CommandLineTool doesn't finish
2
3
Entering edit mode
6.5 years ago
Tom ▴ 540

*Edit for future readers: I assume the problem here was that the tool i was running tried to contact the servers of the manufacturer. It wouldn't continue working unless the connection was successful, but wouldn't indicate what it was trying to do. The --preserve-entire-environment flag of cwltool fixed the problem because it enabled to software to communicate through the network.

Original Questions:

I'm new to cwl and not very experienced in programming in general, so please bear with me.

I have created CommandLineTool which is supposed to use Oxford Nanopore's albacore basecaller to generate .fastq-Files from .fast5 current data.

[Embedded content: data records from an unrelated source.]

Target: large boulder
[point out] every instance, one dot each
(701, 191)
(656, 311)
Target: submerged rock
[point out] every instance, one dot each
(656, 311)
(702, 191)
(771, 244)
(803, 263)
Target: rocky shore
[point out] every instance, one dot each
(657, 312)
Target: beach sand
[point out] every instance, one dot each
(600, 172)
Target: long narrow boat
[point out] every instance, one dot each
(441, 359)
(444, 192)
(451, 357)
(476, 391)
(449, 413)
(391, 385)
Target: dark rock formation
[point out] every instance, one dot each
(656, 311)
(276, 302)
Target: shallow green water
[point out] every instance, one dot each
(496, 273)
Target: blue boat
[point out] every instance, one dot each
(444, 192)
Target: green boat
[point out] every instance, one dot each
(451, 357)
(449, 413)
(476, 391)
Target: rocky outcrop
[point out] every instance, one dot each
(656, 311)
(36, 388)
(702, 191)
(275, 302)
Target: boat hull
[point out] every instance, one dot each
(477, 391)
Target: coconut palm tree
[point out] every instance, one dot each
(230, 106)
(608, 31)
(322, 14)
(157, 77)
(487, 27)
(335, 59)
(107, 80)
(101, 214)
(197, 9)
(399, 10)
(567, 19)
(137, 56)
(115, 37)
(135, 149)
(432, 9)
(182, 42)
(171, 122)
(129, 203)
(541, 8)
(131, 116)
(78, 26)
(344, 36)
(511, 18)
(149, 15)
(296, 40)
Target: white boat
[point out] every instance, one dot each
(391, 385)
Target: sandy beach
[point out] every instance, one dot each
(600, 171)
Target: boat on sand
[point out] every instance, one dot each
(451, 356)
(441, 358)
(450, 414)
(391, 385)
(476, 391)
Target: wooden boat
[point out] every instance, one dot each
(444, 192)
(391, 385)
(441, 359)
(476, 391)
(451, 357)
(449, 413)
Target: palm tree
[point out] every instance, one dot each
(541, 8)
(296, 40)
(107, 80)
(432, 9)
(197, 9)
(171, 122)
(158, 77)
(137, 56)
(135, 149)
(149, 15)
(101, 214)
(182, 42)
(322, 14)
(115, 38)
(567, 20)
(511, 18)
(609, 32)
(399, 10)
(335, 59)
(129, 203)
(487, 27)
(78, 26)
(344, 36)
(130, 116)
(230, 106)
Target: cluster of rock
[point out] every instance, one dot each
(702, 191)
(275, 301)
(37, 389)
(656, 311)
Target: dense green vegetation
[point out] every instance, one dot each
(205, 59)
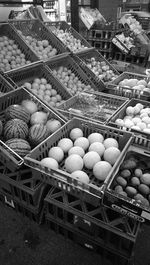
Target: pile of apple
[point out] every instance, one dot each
(137, 118)
(79, 154)
(69, 40)
(133, 179)
(41, 47)
(135, 84)
(70, 80)
(101, 69)
(44, 91)
(10, 55)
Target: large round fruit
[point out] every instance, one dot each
(101, 170)
(73, 162)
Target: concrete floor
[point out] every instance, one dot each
(49, 248)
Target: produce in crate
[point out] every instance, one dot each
(43, 48)
(10, 55)
(83, 155)
(70, 80)
(44, 91)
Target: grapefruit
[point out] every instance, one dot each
(56, 153)
(81, 176)
(95, 137)
(76, 133)
(65, 144)
(90, 159)
(109, 142)
(101, 170)
(111, 154)
(73, 162)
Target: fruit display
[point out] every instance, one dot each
(87, 158)
(133, 178)
(137, 117)
(44, 90)
(43, 48)
(11, 55)
(24, 126)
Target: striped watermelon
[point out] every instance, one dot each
(37, 133)
(19, 146)
(17, 112)
(15, 128)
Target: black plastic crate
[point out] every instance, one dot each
(38, 70)
(62, 25)
(36, 29)
(60, 178)
(7, 156)
(7, 30)
(71, 65)
(98, 107)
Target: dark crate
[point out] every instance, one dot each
(114, 87)
(7, 156)
(86, 57)
(60, 178)
(7, 30)
(127, 205)
(38, 70)
(36, 29)
(98, 107)
(68, 62)
(62, 25)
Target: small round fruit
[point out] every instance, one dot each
(111, 155)
(76, 150)
(110, 142)
(101, 170)
(90, 159)
(95, 137)
(82, 142)
(97, 147)
(73, 162)
(56, 153)
(80, 176)
(76, 133)
(65, 144)
(49, 162)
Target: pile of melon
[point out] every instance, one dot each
(44, 90)
(83, 157)
(24, 127)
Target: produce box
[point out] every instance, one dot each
(97, 68)
(16, 53)
(121, 87)
(40, 81)
(134, 117)
(98, 107)
(38, 38)
(71, 76)
(90, 189)
(8, 154)
(127, 190)
(72, 40)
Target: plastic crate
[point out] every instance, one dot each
(98, 107)
(122, 113)
(70, 64)
(62, 25)
(127, 205)
(7, 156)
(99, 224)
(60, 178)
(86, 57)
(7, 30)
(128, 92)
(38, 70)
(36, 29)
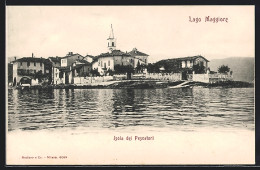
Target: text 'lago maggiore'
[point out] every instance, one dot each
(134, 138)
(208, 19)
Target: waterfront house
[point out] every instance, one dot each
(89, 58)
(81, 68)
(65, 69)
(184, 63)
(107, 61)
(56, 63)
(27, 68)
(139, 57)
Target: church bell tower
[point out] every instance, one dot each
(111, 45)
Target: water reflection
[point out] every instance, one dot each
(183, 108)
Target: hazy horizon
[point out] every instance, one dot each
(162, 32)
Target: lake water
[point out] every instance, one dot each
(185, 109)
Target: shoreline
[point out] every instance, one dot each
(142, 84)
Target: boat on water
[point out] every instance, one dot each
(184, 84)
(23, 86)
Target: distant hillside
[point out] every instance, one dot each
(242, 67)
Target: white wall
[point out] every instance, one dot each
(63, 62)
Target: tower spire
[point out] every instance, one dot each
(111, 40)
(111, 33)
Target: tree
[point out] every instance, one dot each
(121, 69)
(223, 69)
(94, 72)
(110, 72)
(38, 75)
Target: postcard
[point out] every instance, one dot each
(130, 85)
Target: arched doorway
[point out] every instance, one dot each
(14, 83)
(26, 80)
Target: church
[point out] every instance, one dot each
(108, 61)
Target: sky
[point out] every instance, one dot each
(162, 32)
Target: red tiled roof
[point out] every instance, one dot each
(135, 52)
(30, 59)
(84, 62)
(55, 59)
(113, 53)
(70, 55)
(186, 58)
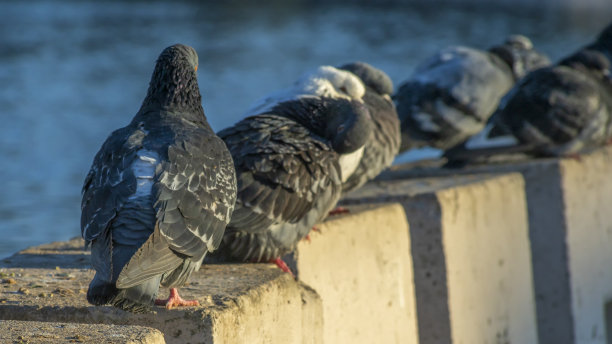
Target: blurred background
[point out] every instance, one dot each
(73, 71)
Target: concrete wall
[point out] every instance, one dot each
(360, 265)
(514, 253)
(471, 256)
(570, 231)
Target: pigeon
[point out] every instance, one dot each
(290, 164)
(561, 110)
(159, 193)
(382, 147)
(451, 95)
(603, 43)
(323, 81)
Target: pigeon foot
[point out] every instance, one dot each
(282, 265)
(174, 300)
(339, 210)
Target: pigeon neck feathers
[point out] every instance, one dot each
(517, 52)
(345, 123)
(174, 87)
(373, 78)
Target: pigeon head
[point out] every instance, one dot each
(174, 82)
(605, 37)
(371, 76)
(518, 53)
(589, 61)
(348, 125)
(327, 81)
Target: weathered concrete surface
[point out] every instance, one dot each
(33, 332)
(254, 303)
(360, 265)
(470, 248)
(571, 234)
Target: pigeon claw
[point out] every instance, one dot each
(339, 210)
(282, 265)
(174, 300)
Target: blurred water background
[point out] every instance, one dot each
(73, 71)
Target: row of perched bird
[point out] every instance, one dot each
(165, 191)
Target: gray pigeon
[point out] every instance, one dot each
(380, 150)
(323, 81)
(159, 193)
(290, 168)
(561, 110)
(451, 95)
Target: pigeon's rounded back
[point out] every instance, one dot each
(349, 125)
(518, 53)
(371, 76)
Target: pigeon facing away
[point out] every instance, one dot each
(564, 109)
(451, 95)
(380, 150)
(290, 170)
(159, 193)
(324, 81)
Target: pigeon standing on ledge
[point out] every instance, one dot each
(452, 94)
(290, 164)
(564, 109)
(380, 150)
(159, 193)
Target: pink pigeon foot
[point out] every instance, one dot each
(174, 300)
(339, 210)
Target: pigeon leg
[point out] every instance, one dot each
(339, 210)
(174, 300)
(314, 229)
(282, 265)
(575, 156)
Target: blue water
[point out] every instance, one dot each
(71, 72)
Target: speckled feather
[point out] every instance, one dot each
(382, 147)
(154, 223)
(563, 109)
(289, 176)
(451, 95)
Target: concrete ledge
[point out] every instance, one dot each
(570, 225)
(470, 248)
(32, 332)
(360, 265)
(255, 303)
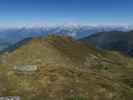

When using this CommandLineTool, it takes about five minutes to generate all output files in the output directory. However, the cwl-runner job does not end for several more hours. When i invoke the basecaller manually from the command line, using the same parameters i use in the CommandLineTool, it generates the exact same data and then finishes in about 5 minutes.

Could this be caused by a faulty outputs-field? I am still having difficulties understanding how outputs in cwl work. But the fact that the tool takes multiple hours to terminate makes it difficult for me to trace where my mistake lies.

The outputs i am expecting are some report files: "configuration.cfg", "pipeline.log", "sequencing_summary.txt", "sequencing_telemetry.js" As well as a directory called "workspace" containing several subdirectories filled with .fastq-files.

This is the code of the CommandLineTool:

cwlVersion: v1.0
class: CommandLineTool
baseCommand: read_fast5_basecaller.py

inputs:
  input_directory:
    label: |
      Folder of current data in .fast5 format.
    type: Directory
    inputBinding:
      prefix: --input
  worker_threads:
    label: |
      Number of CPU-Cores used for computation.
    type: int
    inputBinding:
      prefix: --worker_threads
  flowcell:
    label: |
      Type of flowcell used in experiment.
    type: string
    inputBinding:
      prefix: --flowcell
  kit:
    label: |
      Type of kit used in experiment.
    type: string
    inputBinding:
      prefix: --kit
  output_directory:
    label: |
      Folder where albacore saves results.
    type: string
    inputBinding:
      prefix: --save_path

outputs:
  sequences:
    type:
      type: array
      items: File
    outputBinding:
      glob: $(inputs.output_directory+"/workspace/pass/*.fasta")
  config:
    type: File
    outputBinding:
      glob: $(inputs.output_directory+"configuration.cfg")
  pipeline:
    type: File
    outputBinding:
      glob: $(inputs.output_directory+"pipeline.log")
  summary:
    type: File
    outputBinding:
      glob: $(inputs.output_directory+"sequencing_summary.txt")
  telemetry:
    type: File
    outputBinding:
      glob: $(inputs.output_directory+"sequencing_telemetry.txt")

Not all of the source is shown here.